Six Occupy ICE protesters accused of failing to obey lawful orders outside the U.S. Immigration and Customs Enforcement headquarters in Portland last year won’t face criminal convictions under a settlement agreement announced in federal court Wednesday.
The six have agreed to each pay $100 fines, complete 10 hours of community service by the end of this year and stay at least 200 feet away from the federal facility for one year, Assistant U.S. Attorney Michelle Kerin told a judge.
Defense lawyer Philip Lewis applauded the U.S. Attorney’s Office for dropping the formal misdemeanor charges and instead filing the cases as citations against the six arrested.
Lewis said the defendants were protesting the Trump administration’s policy of separating children and parents detained after border crossings.
Lewis also said in court he “thanks the defendants for taking a stand against child abuse,’’ adding that their challenge of the charges “took a lot of courage.’’ He represented Kathryn A. Pylan, one of the defendants.
The six were set for trial next month on two misdemeanor charges, creating disturbances and failing to comply with lawful directions of federal police. The two misdemeanors bring a maximum penalty of up to 30 days in jail and a $5,000 fine.
The June 2018 occupation outside the ICE headquarters on Southwest Macadam Avenue lasted about five weeks. Protesters set up a makeshift camp and remained there around the clock. They said their intention was to protest the Trump administration’s policy of separating children and parents detained after border crossings and seek the abolishment of ICE.
The building closed for 10 days because protesters blocked its entrances. Early on June 28, 2018, after Federal Protective Service officers issued verbal warnings and posted written notices saying further obstruction of the entrances violated federal law, the officers moved in to arrest a group that continued to block the entries.

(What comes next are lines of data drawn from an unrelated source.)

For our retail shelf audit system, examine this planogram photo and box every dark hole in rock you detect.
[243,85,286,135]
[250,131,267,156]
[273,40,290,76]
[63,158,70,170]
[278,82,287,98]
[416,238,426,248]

The defendants in this case linked arms and chanted in protest. Two of the them were bound together in a so-called sleeping dragon device, which had to be cut and dismantled.

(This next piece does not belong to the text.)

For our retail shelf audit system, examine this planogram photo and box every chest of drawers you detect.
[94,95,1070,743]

The entire cost for public safety, crowd control and cleanup reached more than $1.8 million, Kerin wrote in court documents.
The defendants were Cameron M. Cruscial, Lauren M. Halcomb-Hudson, MacKenzie G. Hilmes, Emma C. Mavros, Anna V. Moklayk and Pyland.

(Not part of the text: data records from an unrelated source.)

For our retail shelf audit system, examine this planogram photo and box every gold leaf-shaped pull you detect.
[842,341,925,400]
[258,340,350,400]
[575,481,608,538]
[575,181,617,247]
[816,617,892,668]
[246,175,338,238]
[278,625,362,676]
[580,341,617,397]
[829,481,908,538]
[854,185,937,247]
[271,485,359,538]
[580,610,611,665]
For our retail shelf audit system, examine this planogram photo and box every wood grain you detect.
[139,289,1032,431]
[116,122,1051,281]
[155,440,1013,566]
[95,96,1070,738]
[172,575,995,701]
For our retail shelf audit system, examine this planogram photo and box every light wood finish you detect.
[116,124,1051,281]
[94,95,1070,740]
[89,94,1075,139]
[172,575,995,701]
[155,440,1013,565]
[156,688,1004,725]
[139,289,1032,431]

Under a new local rule adopted by the U.S. District of Oregon on Aug. 1 , those who pay a fine stemming from a federal misdemeanor or petty offense citation won’t face a criminal conviction. They may waive their appearance before a federal magistrate judge and dispose of the matter by paying a fine approved by the court, ending the case. It won’t constitute a criminal conviction or admission of guilt.